In his first show in Newport, the celebrated Portland painter reflects not only on the devastating 1948 flood, but also on his childhood, racism and war.

NEWPORT — When celebrated Portland artist Henk Pander opens his show here Friday, July 6, it will mark not only his first exhibit in this coastal town, but also the first time nearly all of the watercolors have been out of his studio.

Times of Our Lives: Selected Watercolors by Henk Pander will run from July 6 through Sept. 2 in the Runyan Gallery at the Newport Visual Arts Center.

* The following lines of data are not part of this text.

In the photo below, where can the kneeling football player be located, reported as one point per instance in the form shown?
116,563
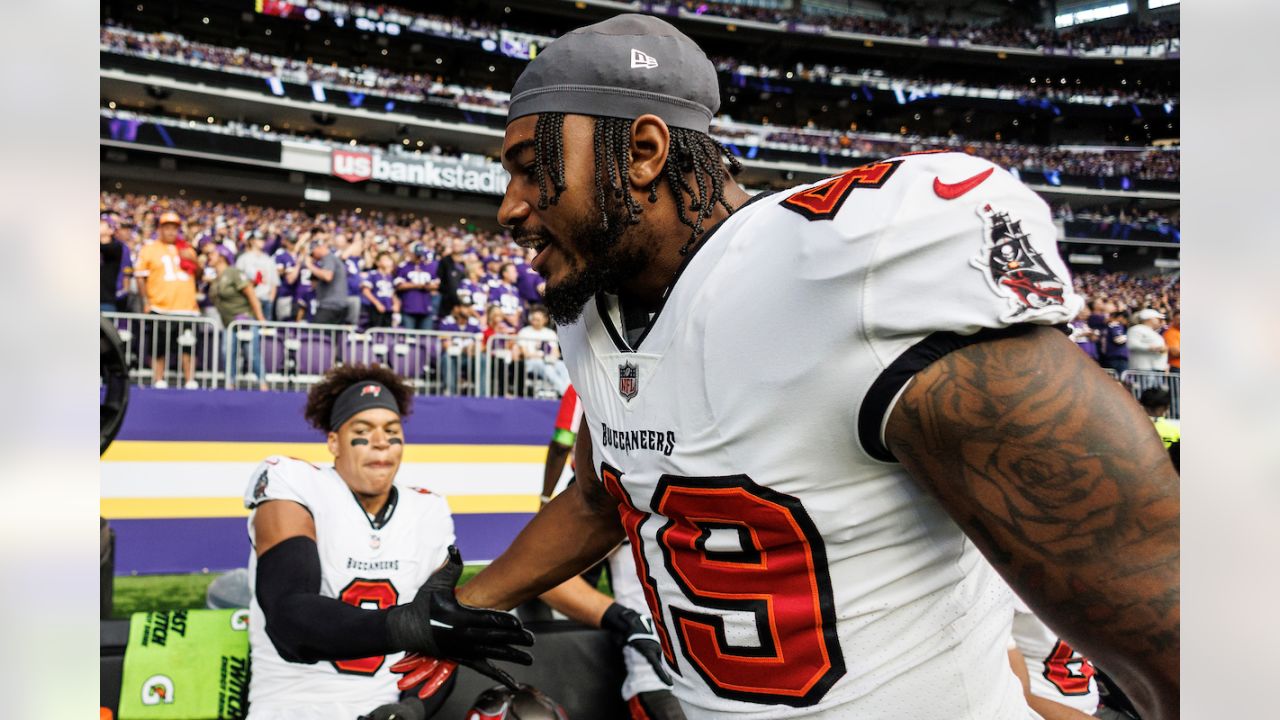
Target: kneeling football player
348,570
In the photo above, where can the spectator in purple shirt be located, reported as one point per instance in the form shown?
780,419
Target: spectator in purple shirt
471,290
458,363
1115,343
288,269
414,283
351,253
1084,336
506,295
379,290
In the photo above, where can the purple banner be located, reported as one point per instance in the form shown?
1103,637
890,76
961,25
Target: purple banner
223,415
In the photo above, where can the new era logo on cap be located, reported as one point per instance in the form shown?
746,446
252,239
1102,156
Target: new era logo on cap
641,60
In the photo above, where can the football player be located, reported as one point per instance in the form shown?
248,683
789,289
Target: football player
350,569
647,688
809,502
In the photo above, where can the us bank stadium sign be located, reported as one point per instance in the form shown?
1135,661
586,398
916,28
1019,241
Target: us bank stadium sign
446,173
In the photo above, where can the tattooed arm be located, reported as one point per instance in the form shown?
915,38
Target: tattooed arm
1057,475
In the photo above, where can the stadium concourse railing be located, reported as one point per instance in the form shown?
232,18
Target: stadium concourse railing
275,355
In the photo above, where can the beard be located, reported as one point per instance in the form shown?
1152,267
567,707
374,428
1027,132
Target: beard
607,263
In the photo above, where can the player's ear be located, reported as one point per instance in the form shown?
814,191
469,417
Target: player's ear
650,140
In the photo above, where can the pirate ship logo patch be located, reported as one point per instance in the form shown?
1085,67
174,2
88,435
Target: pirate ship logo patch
1014,268
629,381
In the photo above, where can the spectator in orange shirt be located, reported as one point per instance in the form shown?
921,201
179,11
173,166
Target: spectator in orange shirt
1173,341
169,291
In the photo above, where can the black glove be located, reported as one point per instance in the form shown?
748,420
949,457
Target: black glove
407,709
437,625
630,628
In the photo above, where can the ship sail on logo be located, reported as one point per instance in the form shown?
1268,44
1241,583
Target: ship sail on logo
1014,268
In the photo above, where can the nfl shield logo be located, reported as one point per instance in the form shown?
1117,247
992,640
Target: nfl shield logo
629,381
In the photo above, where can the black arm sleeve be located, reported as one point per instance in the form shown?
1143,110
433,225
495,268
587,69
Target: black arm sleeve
304,625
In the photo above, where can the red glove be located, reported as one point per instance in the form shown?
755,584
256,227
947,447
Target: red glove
428,671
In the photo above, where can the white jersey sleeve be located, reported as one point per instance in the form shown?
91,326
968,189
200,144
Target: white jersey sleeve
969,251
279,478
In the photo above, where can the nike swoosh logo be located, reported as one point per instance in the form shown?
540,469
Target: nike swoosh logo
952,190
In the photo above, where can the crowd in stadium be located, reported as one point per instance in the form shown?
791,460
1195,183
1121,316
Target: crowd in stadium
1005,35
176,48
494,269
1141,164
1130,322
1060,91
1119,223
382,251
1144,164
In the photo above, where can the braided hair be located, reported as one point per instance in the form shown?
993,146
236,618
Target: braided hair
690,154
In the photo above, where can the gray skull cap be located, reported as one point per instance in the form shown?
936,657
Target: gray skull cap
624,67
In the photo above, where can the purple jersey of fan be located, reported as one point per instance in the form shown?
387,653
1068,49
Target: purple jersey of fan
449,324
283,261
383,287
507,297
415,301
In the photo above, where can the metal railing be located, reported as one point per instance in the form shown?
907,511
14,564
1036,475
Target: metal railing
295,355
176,350
1139,381
277,355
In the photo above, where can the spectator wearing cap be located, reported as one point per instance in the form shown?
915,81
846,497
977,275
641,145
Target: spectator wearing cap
1147,350
414,285
539,347
260,269
234,297
329,277
379,288
506,296
169,292
1174,342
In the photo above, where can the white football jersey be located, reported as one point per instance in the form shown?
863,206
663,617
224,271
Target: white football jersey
1057,671
791,566
359,565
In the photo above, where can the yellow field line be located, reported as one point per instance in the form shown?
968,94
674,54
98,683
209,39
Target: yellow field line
160,451
152,507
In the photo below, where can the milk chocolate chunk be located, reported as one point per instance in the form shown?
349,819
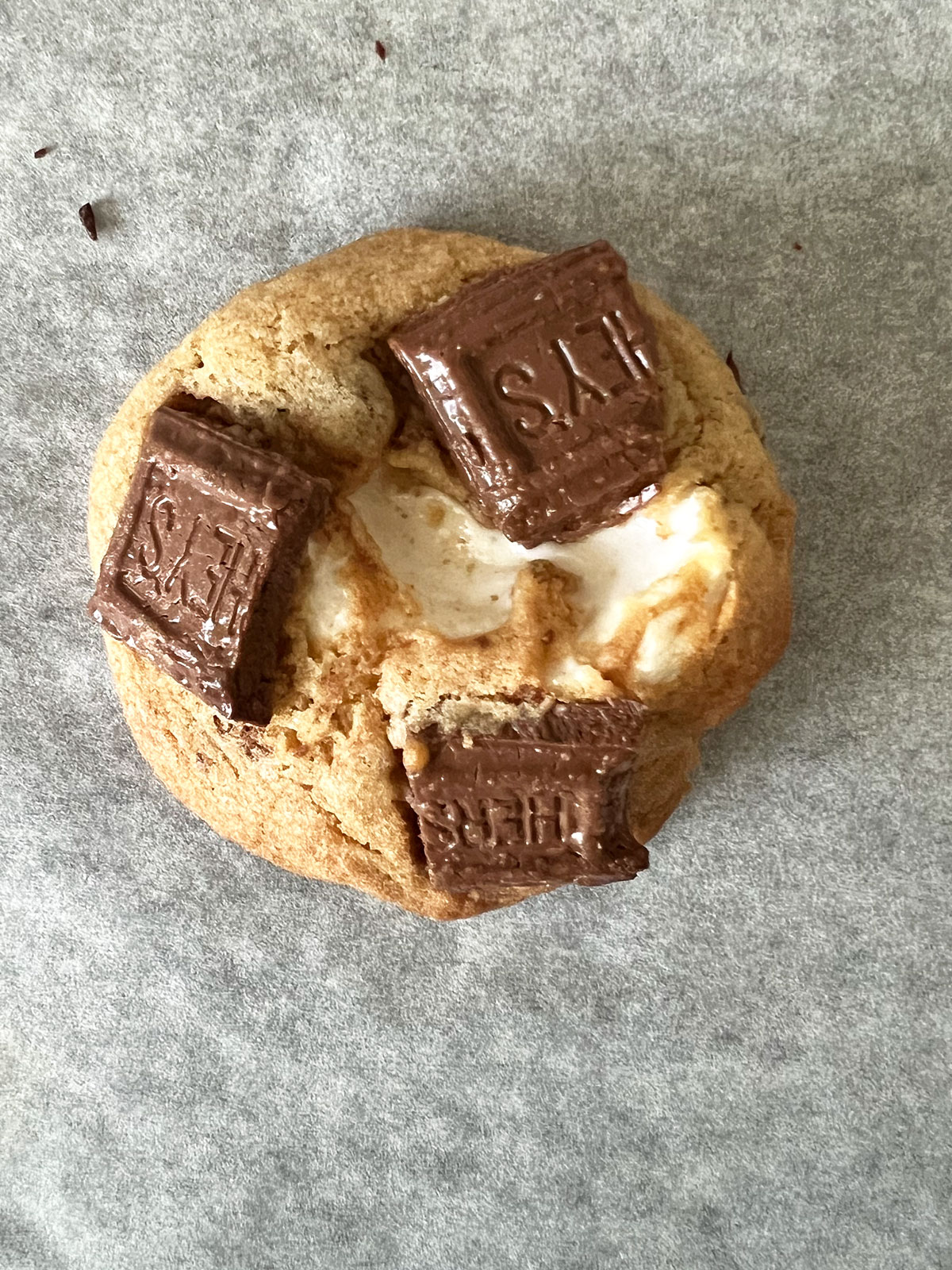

The show, presented by the Oregon Coast Council for the Arts, will feature large-scale watercolors and works from Pander’s recent series, War Memories, Liberty Ships and the Climate Refugees of Vanport.

“Buildings Are Floating” is among Henk Pander’s large scale watercolors on the theme of the Vanport flood.

Pander said he painted the watercolors for the Vanport Mosaic project, which commemorates the city north of Portland that was wiped out on Memorial Day 1948, when a dike broke, flooding the town in less than an hour and displacing 40,000 people. Many of the residents worked in the shipyards and included African Americans who were not welcome in Portland.

The Vanport watercolors were shown briefly this spring as part of the Vanport Mosaic Festival in Portland, Pander noted, but never in a gallery. His previous work on Vanport felt dated, he said.